Is there hope? Of course, there’s hope. Perfectionists can and should hold on to certain things — they are typically bright, ambitious, conscientious, and hardworking. While the treatment is complex, a little bit of self-compassion, going easy on ourselves when things don’t go well, can turn those qualities into greater personal peace and success. 

Perfectionism develops in our formative years, and so young people are more vulnerable. Parents can help their children by supporting them unconditionally when they’ve tried but failed. Parents can resist their understandable urge in today’s highly competitive society to helicopter-parent, as a lot of anxiety is communicated when parents take on their kids’ successes and failures as their own. 

 

Changing Society

Ultimately, the research raises important questions about how we are structuring society and whether our society’s heavy emphasis on competition, evaluation, and testing is benefiting young people. It’s become commonplace for public figures to say that young people just need a little bit more resilience in the face of these new and unprecedented pressures. At the same time, we have a shared responsibility to create a society and a culture in which young people need less perfection in the first place.  Creating that kind of world is an enormous challenge, and for a generation of young people that live their lives in a spotlight of metrics and social media, perfectionism is inevitable, so long as they lack any purpose in life greater than how they are appearing or how they are performing to other people. 

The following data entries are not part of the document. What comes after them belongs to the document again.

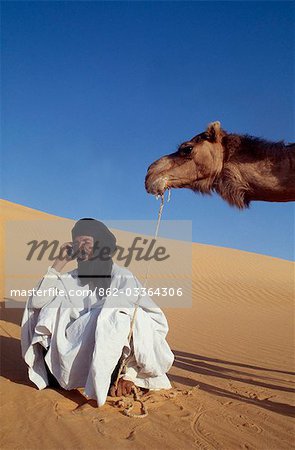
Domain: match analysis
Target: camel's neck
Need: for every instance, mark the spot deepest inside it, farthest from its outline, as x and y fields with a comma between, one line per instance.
x=269, y=179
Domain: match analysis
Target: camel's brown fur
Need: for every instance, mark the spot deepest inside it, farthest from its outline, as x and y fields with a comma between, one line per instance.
x=240, y=168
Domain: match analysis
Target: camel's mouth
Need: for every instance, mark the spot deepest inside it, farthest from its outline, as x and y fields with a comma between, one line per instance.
x=158, y=186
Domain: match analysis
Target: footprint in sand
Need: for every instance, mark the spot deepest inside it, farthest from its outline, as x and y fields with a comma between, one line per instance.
x=205, y=429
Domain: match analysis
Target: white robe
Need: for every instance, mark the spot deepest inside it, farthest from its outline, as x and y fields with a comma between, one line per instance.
x=86, y=336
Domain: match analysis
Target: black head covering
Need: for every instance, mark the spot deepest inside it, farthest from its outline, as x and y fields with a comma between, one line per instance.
x=98, y=268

What can they do about it? Every time they are knocked down from that mountaintop, they see no other option but to try scaling that peak again. The ancient Greeks knew that this endless struggle up and down the same mountain was not the road to happiness. Their image of hell was a man called Sisyphus, doomed for eternity to keep rolling the same boulder up a hill, only to see it roll back down and have to start again. So long as we teach young people that there is nothing more real or meaningful in their lives than this hopeless quest for perfection, then we are going to condemn future generations to that same futility and despair. 

 

Celebrating Imperfection

So, we’re left with a question. When are we going to appreciate that there is something fundamentally inhuman about limitless perfection? No one is flawless. If we want to help our young people escape the trap of perfectionism, then we will teach them that in a chaotic world, life will often defeat us, but failure is not weakness. If we want to help our young people outgrow this self-defeating snare of impossible perfection, then we will raise them in a society that has outgrown that very same delusion. 

Most of all, if we want our young people to enjoy mental, emotional, and psychological health, then we will invite them to celebrate the joys and the beauties of imperfection as a normal and natural part of everyday living and loving.